SNPGenie version 1.2 is a command-line interface application written in Perl, with no additional dependencies. As such, it is limited only by the memory and processing capabilities of the local hardware. As input, it accepts:

  1. One or more reference sequence files in FASTA format (.fa/.fasta);
  2. One file with CDS information in Gene Transfer Format (.gtf); and
  3. One or more tab-delimited (.txt) SNP reports in CLC or Geneious format. If you want another format included, just ask!

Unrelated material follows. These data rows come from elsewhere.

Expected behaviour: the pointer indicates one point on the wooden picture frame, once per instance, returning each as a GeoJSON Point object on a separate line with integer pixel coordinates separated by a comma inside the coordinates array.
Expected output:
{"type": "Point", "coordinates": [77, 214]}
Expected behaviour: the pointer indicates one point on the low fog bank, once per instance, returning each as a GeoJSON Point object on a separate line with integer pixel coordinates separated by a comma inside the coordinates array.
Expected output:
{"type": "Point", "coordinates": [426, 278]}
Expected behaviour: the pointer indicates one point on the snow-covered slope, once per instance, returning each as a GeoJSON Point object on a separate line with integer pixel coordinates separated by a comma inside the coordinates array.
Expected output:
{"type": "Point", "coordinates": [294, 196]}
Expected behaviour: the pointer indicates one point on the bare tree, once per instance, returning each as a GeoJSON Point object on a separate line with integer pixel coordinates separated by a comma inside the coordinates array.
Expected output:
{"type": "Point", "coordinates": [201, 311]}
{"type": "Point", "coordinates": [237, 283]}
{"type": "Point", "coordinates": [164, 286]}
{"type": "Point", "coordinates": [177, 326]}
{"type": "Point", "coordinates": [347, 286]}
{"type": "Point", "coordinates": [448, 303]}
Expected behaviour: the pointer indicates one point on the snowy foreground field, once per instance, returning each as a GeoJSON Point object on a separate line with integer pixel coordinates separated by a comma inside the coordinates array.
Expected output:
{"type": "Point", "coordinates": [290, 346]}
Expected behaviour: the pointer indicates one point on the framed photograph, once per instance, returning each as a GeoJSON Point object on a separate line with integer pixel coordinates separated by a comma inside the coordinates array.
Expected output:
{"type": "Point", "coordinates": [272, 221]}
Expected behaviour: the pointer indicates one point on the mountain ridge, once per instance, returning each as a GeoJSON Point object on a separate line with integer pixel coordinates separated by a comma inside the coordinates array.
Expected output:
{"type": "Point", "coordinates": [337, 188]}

For ease and simplicity, one need only run SNPGenie in a directory containing the necessary input files, and SNPGenie takes care of the rest (see Options if you wish for more control). To do this, first download the snpgenie-1.2.pl script and place it in your system’s PATH, or simply in your working directory. Next, place your SNP report(s), FASTA(s) (.fa/.fasta), and GTF (.gtf) files in your working directory. Open the command line prompt (or Terminal) and navigate to the directory containing these files using the "cd" command in your shell. Finally, simply execute SNPGenie by typing the name of the script and pressing the <RETURN> (<ENTER>) key. Further details on input are below.

Reference Sequence

The reference sequence must be present in a FASTA (.fa/.fasta) file. Providing only one reference sequence assumes that all SNP coordinates in the SNP reports are called relative to the single reference file. This ONE-SEQUENCE MODE allows the maximum number of estimations to be performed. Contrarily, if two or more FASTA files are present, each is assumed to refer to a different protein product, as might occur with a segmented viral genome. In this case, MULTI-SEQUENCE MODE is activated, and each FASTA file name must begin with the name of the product followed by an underscore. For example, if "ORF1" is the name of one of the products in the SNP report, its reference FASTA file must be named as in "ORF1_xxx.fasta". Each FASTA file must contain only one sequence; a script is provided to split a multi-FASTA file into its constitutent sequences; see Additional Scripts below.

Gene Transfer Format

The Gene Transfer Format (.gtf) file is tab (\t)-delimited, and must include records for all CDS elements (i.e., open reading frames, or ORFs) present in your SNP report(s). Note that SNPGenie expects every coding element to be labeled as type "CDS", and for its product name to follow the "gene_id" tag. This name must match that present in the SNP report. If a single coding element has multiple segments with different coordinates, simply enter one line for each segment, using the same product name. SNPGenie for CLC can currently handle 2 segments per ORF; if more are needed, just contact us, and we'll make the improvement! For more information about GTF, please visit The Brent Lab. A simple example follows:

reference.gbk	CLC	CDS	5694	8369	.	+	0	gene_id "ORF1";
reference.gbk	CLC	CDS	8203	8772	.	+	0	gene_id "ORF2";
reference.gbk	CLC	CDS	1465	4485	.	+	0	gene_id "ORF3";
reference.gbk	CLC	CDS	5621	5687	.	+	0	gene_id "ORF4";
reference.gbk	CLC	CDS	7920	8167	.	+	0	gene_id "ORF4";
reference.gbk	CLC	CDS	5395	5687	.	+	0	gene_id "ORF5";
reference.gbk	CLC	CDS	7920	8016	.	+	0	gene_id "ORF5";
reference.gbk	CLC	CDS	4439	5080	.	+	0	gene_id "ORF6";
reference.gbk	CLC	CDS	5247	5549	.	+	0	gene_id "ORF7";
reference.gbk	CLC	CDS	4911	5246	.	+	0	gene_id "ORF8";

CLC Genomics Workbench SNP Reports

At minimum, a CLC SNP report must include the following 8 default column selections, with the unaltered CLC column headers:

  • Reference Position, which refers to the start site of the polymorphism within the reference FASTA sequence;
  • Type, which refers to the nature of the record, usually the type of polymorphism, e.g., "SNV” for single-nucleotide variants;
  • Reference, the reference nucleotide(s) at that site(s);
  • Allele, the variant nucleotide(s) at that site(s);
  • Count, the number of reads containing the variant;
  • Coverage, the total number of sequencing reads at the site(s);
  • Frequency, the frequency of the variant as a percentage, e.g., “14.6” for 14.60%; and
  • Overlapping annotations, containing the name of the protein product or open reading frame (ORF), e.g., “CDS: ORF1”.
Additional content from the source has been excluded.